Потом они зашли за ограду и отправились к могиле Глинн. Дав, наиболее художественно одаренный в их группе, вырезал на стандартном могильном камне стилизованный меч, так что найти место, где покоилась Глинн, труда не составило. Над могилой росло раскидистое дерево. Дав изобразил меч лезвием вверх так, будто тот, кто покоился в земле, пытался вытолкнуть меч на свет, отдавая его живым.

Стоя в молчании подле могилы, Эйден вспоминал, как погибла Глинн. Погибла глупо, как и Забияка. Однажды их сиб-группа проходила очередной тест на выживание, который проводился в глухой и дикой местности. Группа разместилась на ночлег в старом лагере, разбитом в свое время другой сиб-группой. Для ночлега приспособили брошенный геодезический купол. Уже под вечер к их стоянке подобралась бродячая шайка бандитов. Старый Гонн решил на всякий случай — стратег он все-таки был никудышный — поставить ограждение по всему периметру лагеря. Именно ограждение и привлекло внимание бандитов. Не будь его — и они прошли бы мимо: лагерь был хорошо замаскирован.

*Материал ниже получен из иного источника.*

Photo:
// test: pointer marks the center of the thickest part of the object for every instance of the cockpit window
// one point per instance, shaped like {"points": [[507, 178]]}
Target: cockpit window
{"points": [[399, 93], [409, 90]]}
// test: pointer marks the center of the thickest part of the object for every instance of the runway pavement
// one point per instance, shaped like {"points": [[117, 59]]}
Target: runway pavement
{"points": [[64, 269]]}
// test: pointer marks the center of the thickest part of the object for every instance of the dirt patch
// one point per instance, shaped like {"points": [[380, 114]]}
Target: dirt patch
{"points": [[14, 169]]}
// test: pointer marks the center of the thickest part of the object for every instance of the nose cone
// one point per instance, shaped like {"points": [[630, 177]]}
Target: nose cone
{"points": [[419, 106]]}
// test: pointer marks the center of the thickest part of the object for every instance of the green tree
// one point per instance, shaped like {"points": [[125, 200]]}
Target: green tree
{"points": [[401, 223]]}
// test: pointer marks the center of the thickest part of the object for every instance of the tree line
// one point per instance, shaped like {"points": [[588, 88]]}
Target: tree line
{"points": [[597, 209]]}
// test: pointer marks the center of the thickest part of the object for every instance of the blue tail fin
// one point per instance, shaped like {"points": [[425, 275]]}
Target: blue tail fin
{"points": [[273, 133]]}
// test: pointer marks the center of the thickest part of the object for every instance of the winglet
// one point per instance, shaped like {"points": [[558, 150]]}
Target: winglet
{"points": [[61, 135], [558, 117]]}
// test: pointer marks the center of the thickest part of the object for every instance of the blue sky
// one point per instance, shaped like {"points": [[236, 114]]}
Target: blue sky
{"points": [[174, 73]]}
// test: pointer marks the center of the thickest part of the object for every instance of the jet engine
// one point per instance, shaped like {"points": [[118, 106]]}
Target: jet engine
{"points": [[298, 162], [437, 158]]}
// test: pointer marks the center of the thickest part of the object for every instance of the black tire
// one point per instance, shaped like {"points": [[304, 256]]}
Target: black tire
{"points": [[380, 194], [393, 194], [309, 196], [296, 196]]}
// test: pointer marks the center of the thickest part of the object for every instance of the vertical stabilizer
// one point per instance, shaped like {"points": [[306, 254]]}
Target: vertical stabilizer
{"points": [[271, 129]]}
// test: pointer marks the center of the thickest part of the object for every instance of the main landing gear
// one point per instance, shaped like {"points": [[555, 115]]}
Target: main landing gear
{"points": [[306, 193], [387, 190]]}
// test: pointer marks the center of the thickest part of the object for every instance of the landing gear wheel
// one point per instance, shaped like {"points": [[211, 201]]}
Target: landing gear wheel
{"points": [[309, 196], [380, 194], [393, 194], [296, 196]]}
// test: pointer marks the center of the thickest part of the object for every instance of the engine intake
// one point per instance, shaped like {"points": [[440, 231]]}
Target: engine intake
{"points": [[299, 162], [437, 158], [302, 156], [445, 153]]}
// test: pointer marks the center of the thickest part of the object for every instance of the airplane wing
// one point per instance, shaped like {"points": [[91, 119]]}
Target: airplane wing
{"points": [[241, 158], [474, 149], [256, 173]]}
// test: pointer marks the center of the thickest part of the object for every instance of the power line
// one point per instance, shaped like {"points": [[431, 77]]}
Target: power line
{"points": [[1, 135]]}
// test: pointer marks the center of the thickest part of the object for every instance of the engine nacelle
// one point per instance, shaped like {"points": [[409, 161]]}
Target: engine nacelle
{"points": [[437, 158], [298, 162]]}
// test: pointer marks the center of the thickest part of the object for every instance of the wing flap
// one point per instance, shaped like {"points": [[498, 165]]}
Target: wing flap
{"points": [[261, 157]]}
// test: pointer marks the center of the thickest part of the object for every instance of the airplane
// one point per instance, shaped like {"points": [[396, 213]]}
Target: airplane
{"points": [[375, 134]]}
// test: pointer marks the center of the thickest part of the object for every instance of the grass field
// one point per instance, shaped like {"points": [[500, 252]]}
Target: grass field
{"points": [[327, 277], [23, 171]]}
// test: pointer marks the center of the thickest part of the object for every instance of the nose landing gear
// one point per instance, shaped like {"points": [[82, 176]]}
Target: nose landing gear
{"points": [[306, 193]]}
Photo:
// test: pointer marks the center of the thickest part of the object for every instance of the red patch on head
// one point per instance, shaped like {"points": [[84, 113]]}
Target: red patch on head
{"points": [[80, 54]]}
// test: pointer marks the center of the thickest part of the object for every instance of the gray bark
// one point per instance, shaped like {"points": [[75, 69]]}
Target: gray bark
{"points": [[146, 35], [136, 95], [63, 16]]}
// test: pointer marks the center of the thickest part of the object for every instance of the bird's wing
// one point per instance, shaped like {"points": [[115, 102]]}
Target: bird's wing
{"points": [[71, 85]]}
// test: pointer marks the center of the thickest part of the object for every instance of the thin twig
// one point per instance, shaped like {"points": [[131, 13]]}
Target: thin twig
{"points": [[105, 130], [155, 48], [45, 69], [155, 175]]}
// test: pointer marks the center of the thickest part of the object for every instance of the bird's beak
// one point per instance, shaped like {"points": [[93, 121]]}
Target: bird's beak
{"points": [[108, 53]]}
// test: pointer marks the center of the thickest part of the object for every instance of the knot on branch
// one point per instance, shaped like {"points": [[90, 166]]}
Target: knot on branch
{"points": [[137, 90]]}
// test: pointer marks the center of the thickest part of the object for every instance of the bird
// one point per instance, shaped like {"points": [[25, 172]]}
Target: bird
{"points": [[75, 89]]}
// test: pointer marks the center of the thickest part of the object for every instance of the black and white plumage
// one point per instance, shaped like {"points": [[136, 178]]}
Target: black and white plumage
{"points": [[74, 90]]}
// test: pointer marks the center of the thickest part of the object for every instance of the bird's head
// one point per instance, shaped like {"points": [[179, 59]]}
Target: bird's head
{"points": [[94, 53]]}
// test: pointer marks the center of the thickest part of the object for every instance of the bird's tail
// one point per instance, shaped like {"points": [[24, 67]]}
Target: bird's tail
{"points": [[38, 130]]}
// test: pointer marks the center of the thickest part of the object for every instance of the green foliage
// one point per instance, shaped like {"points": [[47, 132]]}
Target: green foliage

Эйден вспоминал, как он тогда лежал на земле, сжимая маломощный лазерный пистолет, который входил в стандартный комплект и выдавался каждому сибу по достижении им десяти лет. Убить из такого пистолета нельзя, но доставить уйму неприятных ощущений — очень даже возможно. Эйден испытал это на собственной шкуре. Однажды, когда они играли в войну. Пери — в их группе она была самая маленькая и слабая, ее еще дразнили «недокормышем» и она имела привычку ябедничать, — так вот, Пери взяла и выстрелила в него. Луч угодил Эйдену в шею. Незабываемое ощущение. Головная боль, мышечный спазм и все вместе, усиленное стократно. Из глаз Эйдена брызнули слезы, и он упал. Пери, увидев это, испугалась и бросилась к нему. Убедившись, что Эйден жив, она залилась ликующим смехом. Она всегда стремилась показать побежденному, насколько рада победе. Правда, победы доставались ей не часто. Вот и в тот раз Эйден превозмог боль и, схватив Пери за ноги, свалил на землю, где и разоружил. Он был так зол, что приставил ствол ее собственного лазерника ей к виску и уже готов был нажать спусковой крючок — пусть Пери сама испытает действие этой игрушки, но его вдруг пронзила острая жалость. Он довольствовался тем, что продержал ее пять секунд на земле, как этого требовали условия игры, после чего Пери мрачно поплелась к группе побежденных ждать следующего тура. Победу он все-таки у нее отнял.

И вот Эйден лежал и смотрел, как приближаются бандиты. Слой грязи покрывал их лица, черты которых были почти неразличимы. Казалось, что бандиты специально вывалялись в грязи. Одеты они были в обноски, но на некоторых Эйден заметил еще относительно новые и незатрепанные вещи, очевидно захваченные в недавних грабежах. У того, кто шел во главе отряда, волосы были заплетены спереди в три косички, наподобие поросячих хвостиков, и тряслись при каждом шаге. Эйден понял, что перед ним антихан. «Поросячие хвостики» указывали на то, что их обладатель объявил войну всей воинской касте. Вне всякого сомнения, это был либо отчисленный кадет, либо офицер, изгнанный из Клана и объявленный вне воинской касты. Сам титул «антихан» подразумевал неприятие политической структуры Кланов, чьи вожди титуловали себя Ханами. Тот же, кто стоял во главе всех Ханов, носил титул ильХан.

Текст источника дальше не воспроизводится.